The Coffee Table

205

Living in a Museum

 

After roughly a year of trying to sell my property, I’ve taken it off the market. But it’s not because I’ve decided to remain in my home—my acreage is too much work for one old woman. And other elderly people have assured me it ain’t gonna get any easier. Staying long term (well, however long I have left) is not an option. I will put my place back on the market at some point.  

But I have essentially been living in a museum for the last year. I must continually ensure everything is clean and in its place. The house must look as if nobody lives here. You know, no signs of life, like shoes in front of the couch. Or the morning’s coffee cup on the nightstand. Or toothpaste splatters on the mirror.

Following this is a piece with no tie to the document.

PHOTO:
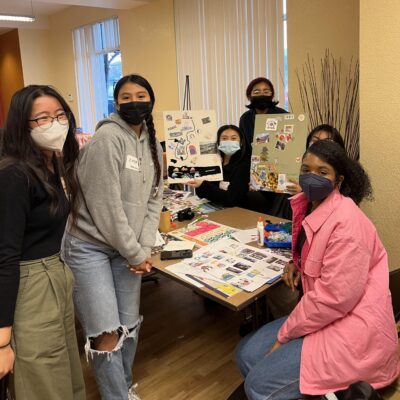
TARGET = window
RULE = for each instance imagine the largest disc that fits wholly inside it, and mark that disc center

And if somebody is coming to tour the house, my dog and I have to leave for a couple of hours. Which is okay if it’s 70 degrees and the sun is shining. But figuring out what to do for a couple of hours in lousy weather is not my favorite. Neither Tootsie nor I particularly like to walk in the rain or cold. And Tootsie generally isn’t welcome at indoor restaurants. 

And all my “valuables” must be hidden away. I don’t own much that is particularly valuable, but you’d be surprised at what might disappear if not secured.

After one viewing, Tootsie and I came home at dusk, hungry. While preparing dinner, I discovered somebody had stolen a pomegranate from the fruit bowl on my sideboard. I might not have even noticed except that the perpetrator had taken a red bell pepper from the vegetable bowl (I store beautiful produce where I can see it) and put it in the fruit bowl to disguise the hole the theft had created. That was the thief’s mistake. If the pomegranate had merely been missing, I might have presumed that I’d forgotten I already ate it. But I would never put a pepper in the fruit bowl! 

The theft wouldn’t break me financially, but it did something to my spirit—and my faith in human beings. 

To be fair, living in the museum has taught me some good habits. I am much better at washing my dinner dishes before I go to bed. I vacuum more often. And I have cleared the clutter to the point where Marie Kondo, the minimalist guru, would probably give me a gold star.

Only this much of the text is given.